Before I can acquaint myself with the third heavenly messenger, I hear the merest hint of a snore from the futons. The Sensei is already asleep. It’s been a long day...

Sunday, February 22, 2026

A meizanologist's diary (119)

24 January: forty-seven centimetres of snow have fallen on the Sensei’s hometown in the last couple of days, enforcing on us what Scottish climbers are pleased to call a “fester”. 


Recalling that a former head of the Mt Fuji Weather Station has lent us a DVD of Nikkatsu’s Fuji-sanchō, we settle in for a video evening.



The opening sequence, showing a survey team struggling through a high-altitude blizzard, makes us grateful to be sitting in a warm living room. 

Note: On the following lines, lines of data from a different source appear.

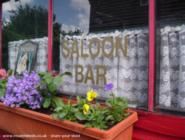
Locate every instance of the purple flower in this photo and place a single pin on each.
(22, 91)
(108, 87)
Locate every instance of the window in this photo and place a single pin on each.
(171, 55)
(122, 28)
(25, 21)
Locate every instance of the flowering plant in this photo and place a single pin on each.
(92, 114)
(21, 91)
(48, 87)
(3, 81)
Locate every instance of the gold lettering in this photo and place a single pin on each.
(75, 49)
(79, 72)
(110, 40)
(118, 45)
(65, 49)
(83, 55)
(101, 74)
(89, 75)
(95, 41)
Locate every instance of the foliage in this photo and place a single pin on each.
(21, 91)
(93, 114)
(48, 87)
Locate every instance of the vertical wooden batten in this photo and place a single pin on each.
(1, 42)
(151, 69)
(50, 34)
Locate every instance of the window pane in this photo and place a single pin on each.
(23, 21)
(171, 54)
(113, 48)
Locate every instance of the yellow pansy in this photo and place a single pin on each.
(91, 95)
(86, 108)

Then the scene switches to a meeting at the finance ministry, where a meteorological agency staffer named Katsuragi (Ashida Shinsuke) is putting the case for building a radar station atop Mt Fuji to give advance warning of incoming typhoons.

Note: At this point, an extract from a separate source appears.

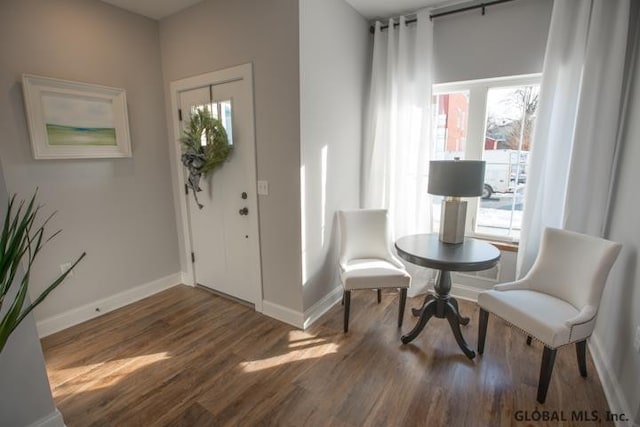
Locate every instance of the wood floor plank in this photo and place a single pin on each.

Once Katsuragi has his budget allocation, Umehara (Ishihara Yujiro), an engineer from Mitsubishi Electric, and his team take on the challenge of designing and installing the radar. 


Huge amounts of material have to be moved up the mountain, forcing the traditional packhorse drivers to master the art of high-altitude bulldozer driving.

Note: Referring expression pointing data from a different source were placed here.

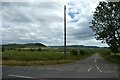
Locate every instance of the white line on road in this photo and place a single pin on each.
(90, 68)
(19, 76)
(98, 68)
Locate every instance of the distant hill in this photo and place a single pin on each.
(28, 45)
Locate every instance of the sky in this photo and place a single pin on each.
(43, 22)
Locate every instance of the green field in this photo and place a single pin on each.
(111, 57)
(46, 56)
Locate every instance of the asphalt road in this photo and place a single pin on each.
(92, 67)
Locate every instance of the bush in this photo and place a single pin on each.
(39, 49)
(74, 52)
(31, 49)
(82, 52)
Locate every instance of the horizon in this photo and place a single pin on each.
(29, 22)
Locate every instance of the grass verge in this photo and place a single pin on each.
(110, 57)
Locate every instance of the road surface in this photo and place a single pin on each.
(92, 67)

Thanks to the heroic efforts of the entire cast, the radar station is completed on time. 


As the grand finale, a bold pilot, straining his helicopter to its limits, flies in the dome that will house the radar. And soon the new installation successfully meets the test of a real typhoon…


It’s a ripping yarn, well told. The Sensei is impressed with the all-star cast, which even includes a few female luminaries such as Hoshi Yuriko to leaven up an otherwise all-guy gig. 


And thanks to plentiful on-location filming, Japan’s top mountain is allowed to do a great job of starring as itself. 


In fact, the camerawork alone would be sufficient reason to see this film. The location shots underscore the volcano’s vast size and the varied challenges of working there – the summit’s thin air, the storms and the shifting slopes of scoria. There’s even a cameo appearance by a brockenspectre.


Fuji-sanchō
came out in 1970, a bare six years after the radar station was completed. Thanks to this promptitude, it feels credibly authentic. The helicopters, bulldozers and other featured hardware must be identical to the kit actually used during the building campaign. 


Even so, after an hour or so of highly convincing re-enactions, we had to remind ourselves that Fuji-sanchō is just a movie. The movie, in turn, drew on a 1967 novel of the same name – whose author, Nitta Jirō, had been the actual leader of the radar station project a few years earlier. So the underlying events have been twice filtered through the prism of fiction.


In the end, it’s probably futile to try disentwining fact from fantasy. If Fuji-sanchō isn’t exactly documentary, then it shows what history should have been like. And it does that very entertainingly. It's no surprise to learn that Fuji-sanchō did well at the box office too.

So anybody who feels any nostalgia for that mid-Shōwa spirit of high-altitude derring-do should not hesitate to sit down and soak this movie up, all 126 action-packed minutes of it. Especially if you happen to be snowed in for an evening or two.